I am pretty new to R and am having some trouble finding a straightforward solution to overdispersion in a GLMM with binomial distribution. I have a few different questions listed here. I am mostly finding information that does not consider a random effect or tries to correct for it in a way that I don't understand (and likely am not doing properly). Any help and guidance to resources that clearly outline a course of action would be greatly appreciated.
A little bit about my data - I have treatments with different proportions of infected insects in a population and am interested in if a behavioral response differs amongst treatments. The behavior response variable is binary, with 1 being the presence of a behavior and 0 being the absence of a behavior for each individual sampled (N = 276). My data has 106 '0' values and 170' 1 values in total. So I am trying to used a mixed effects model to see if the probability of the behavior of interest is changing with treatment, using mesocosm in which the individuals were sampled from as a random effect.
> df
Treatment Mesocosm Behavior
1 20 3 1
2 20 3 1
3 20 3 1
4 20 3 1
5 20 4 1
6 20 4 1
7 20 4 1
8 20 4 1
9 20 5 1
10 20 5 1
11 20 5 1
12 20 5 0
13 40 6 1
14 40 6 1
15 40 6 1
16 40 6 1
17 40 6 1
18 40 6 0
19 40 6 0
20 40 6 0
- First, I would like to make sure my method for calcualting overdispersion is correct.
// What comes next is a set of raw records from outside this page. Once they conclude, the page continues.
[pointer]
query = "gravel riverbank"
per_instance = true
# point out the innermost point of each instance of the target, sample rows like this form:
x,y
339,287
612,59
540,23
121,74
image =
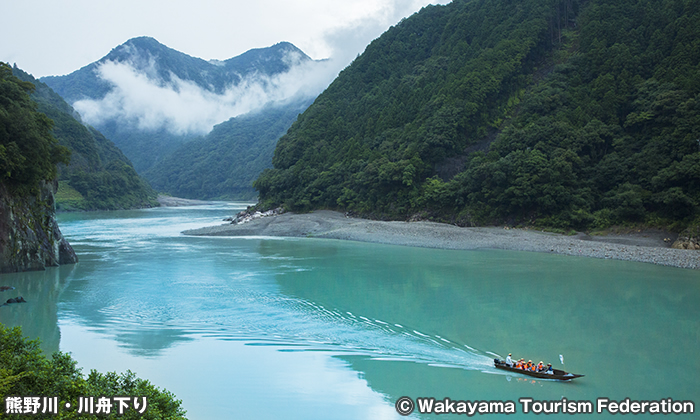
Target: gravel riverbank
x,y
642,246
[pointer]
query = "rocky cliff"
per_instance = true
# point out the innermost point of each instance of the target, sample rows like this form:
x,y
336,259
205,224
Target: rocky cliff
x,y
29,235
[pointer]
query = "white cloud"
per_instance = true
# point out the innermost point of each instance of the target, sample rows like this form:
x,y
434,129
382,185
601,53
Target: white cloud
x,y
182,107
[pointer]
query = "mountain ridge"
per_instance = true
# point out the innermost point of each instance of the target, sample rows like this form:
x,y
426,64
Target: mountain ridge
x,y
565,114
143,51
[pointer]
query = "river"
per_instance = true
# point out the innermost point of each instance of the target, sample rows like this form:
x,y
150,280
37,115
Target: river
x,y
269,328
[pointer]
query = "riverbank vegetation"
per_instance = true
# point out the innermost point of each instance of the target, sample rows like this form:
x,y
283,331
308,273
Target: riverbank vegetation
x,y
26,371
98,171
565,113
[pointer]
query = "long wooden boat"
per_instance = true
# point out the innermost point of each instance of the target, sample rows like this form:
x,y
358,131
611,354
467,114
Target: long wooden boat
x,y
558,373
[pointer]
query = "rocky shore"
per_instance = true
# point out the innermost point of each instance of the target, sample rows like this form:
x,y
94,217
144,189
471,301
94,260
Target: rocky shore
x,y
651,247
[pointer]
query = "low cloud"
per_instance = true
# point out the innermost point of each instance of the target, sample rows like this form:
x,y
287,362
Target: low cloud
x,y
182,107
138,98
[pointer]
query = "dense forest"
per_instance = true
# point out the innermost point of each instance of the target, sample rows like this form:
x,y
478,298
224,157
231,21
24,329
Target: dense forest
x,y
223,164
99,176
28,151
166,67
559,113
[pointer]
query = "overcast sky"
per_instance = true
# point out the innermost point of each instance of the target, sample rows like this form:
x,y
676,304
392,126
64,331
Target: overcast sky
x,y
56,37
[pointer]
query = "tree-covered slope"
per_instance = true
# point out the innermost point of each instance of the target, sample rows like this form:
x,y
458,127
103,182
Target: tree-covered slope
x,y
224,163
99,176
177,88
559,112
model <- glmer(Behavior ~ Treatment + (1|Mesocosm), data=df, family=binomial(link = 'logit'))
overdispersion.ratio = deviance(model)/df.residual(model)
I got a ratio of 1.3 - which is high enough that I think I need to correct for it in my model.
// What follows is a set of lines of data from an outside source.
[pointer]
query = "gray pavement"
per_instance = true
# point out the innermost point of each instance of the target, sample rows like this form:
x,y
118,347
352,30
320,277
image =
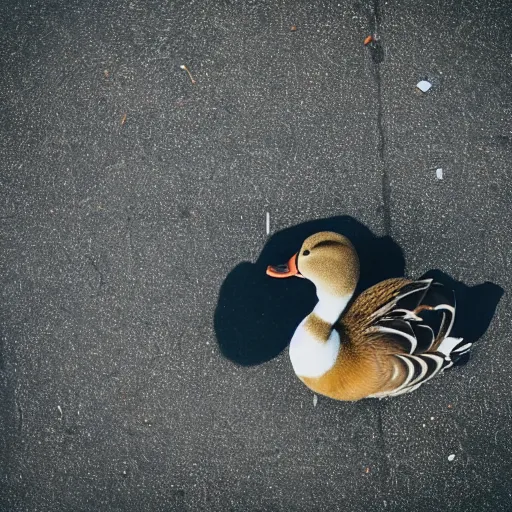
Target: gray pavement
x,y
131,198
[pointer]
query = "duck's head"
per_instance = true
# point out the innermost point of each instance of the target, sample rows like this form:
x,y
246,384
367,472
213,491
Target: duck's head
x,y
328,260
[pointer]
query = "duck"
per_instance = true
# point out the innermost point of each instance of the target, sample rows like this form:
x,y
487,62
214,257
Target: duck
x,y
389,340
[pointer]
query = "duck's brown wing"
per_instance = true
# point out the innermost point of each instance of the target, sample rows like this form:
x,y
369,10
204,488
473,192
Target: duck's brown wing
x,y
409,321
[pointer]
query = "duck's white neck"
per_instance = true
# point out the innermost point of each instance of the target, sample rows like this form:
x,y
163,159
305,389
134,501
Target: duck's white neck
x,y
329,307
314,347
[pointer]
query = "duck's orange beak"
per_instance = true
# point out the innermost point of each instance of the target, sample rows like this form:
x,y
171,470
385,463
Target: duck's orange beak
x,y
288,269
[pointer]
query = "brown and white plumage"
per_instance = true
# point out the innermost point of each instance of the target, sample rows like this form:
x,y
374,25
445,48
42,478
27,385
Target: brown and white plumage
x,y
392,339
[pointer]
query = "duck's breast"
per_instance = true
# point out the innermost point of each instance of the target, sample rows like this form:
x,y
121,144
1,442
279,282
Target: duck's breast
x,y
310,357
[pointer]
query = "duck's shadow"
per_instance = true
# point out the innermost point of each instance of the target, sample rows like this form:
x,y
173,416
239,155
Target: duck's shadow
x,y
256,315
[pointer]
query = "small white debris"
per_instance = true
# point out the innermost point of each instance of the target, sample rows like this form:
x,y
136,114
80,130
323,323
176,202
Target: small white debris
x,y
423,86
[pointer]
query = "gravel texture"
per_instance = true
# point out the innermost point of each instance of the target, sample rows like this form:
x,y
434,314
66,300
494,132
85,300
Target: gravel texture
x,y
142,357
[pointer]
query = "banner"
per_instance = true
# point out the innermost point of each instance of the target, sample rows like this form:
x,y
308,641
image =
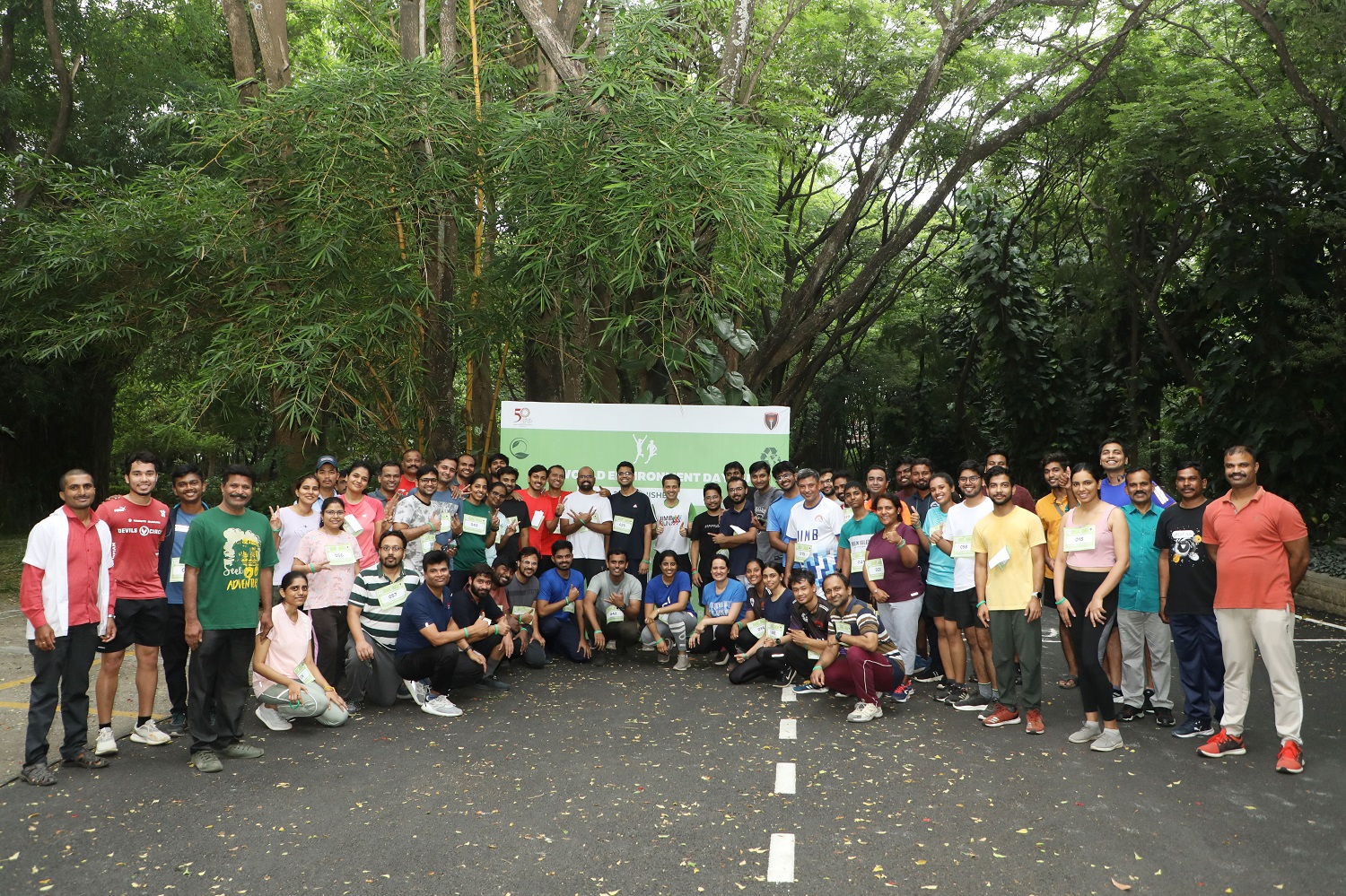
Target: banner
x,y
694,441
- A common solution I am finding is to change the distribution from binomial to quasibinomial. Yet I am getting an error saying I cannot use a quasi family with a mixed effects model and am reading that people are having similar issues online.
Error in lme4::glFormula(formula = Behavior ~ Treatment + (1|Mesocosm), data = df, :
"quasi" families cannot be used in glmer
Some people seem to be working around with the glm.nb
function - but I am a bit unsure of what it is doing to my data so am a bit weary to just go ahead and use it.
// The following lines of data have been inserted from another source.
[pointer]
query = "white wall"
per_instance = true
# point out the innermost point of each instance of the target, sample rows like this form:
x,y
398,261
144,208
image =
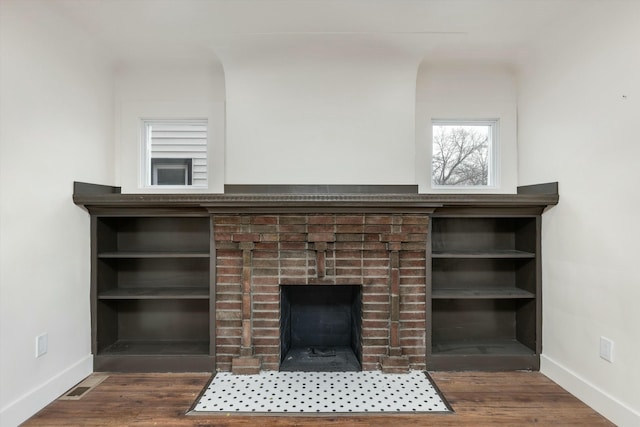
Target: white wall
x,y
319,110
467,90
168,91
56,126
579,110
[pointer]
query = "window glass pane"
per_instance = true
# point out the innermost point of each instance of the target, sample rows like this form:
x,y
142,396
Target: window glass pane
x,y
462,154
171,177
176,152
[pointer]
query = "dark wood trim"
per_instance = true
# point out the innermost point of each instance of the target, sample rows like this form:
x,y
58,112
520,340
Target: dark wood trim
x,y
546,188
320,189
226,203
87,188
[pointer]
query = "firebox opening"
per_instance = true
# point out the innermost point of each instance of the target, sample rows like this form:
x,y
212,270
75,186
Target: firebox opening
x,y
320,328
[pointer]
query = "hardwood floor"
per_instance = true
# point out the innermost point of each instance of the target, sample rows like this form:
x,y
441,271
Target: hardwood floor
x,y
478,398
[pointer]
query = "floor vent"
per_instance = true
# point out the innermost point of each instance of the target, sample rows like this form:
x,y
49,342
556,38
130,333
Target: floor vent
x,y
80,390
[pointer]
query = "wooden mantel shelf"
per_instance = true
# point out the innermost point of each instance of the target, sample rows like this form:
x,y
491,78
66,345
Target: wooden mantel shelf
x,y
97,196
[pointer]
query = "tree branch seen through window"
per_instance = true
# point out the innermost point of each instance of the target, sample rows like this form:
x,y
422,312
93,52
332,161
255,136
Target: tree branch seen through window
x,y
462,154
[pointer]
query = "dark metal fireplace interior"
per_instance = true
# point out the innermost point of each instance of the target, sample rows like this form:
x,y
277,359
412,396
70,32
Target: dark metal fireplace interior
x,y
320,328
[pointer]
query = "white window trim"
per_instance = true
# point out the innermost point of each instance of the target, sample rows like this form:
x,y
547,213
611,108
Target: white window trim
x,y
494,153
145,167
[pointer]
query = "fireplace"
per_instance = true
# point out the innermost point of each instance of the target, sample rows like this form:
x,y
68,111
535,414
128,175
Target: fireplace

- Can someone explain to me how to find the dispersion parameter (theta) that can be put in the model to correct for overdispersion? I am having trouble understanding the formulas I'm seeing. If someone could more clearly define the terms that would be very appreciated.
I'd appreciate any guidance on solving this problem and some patience as I am far from a statistician and am new to this type of analysis. Thanks!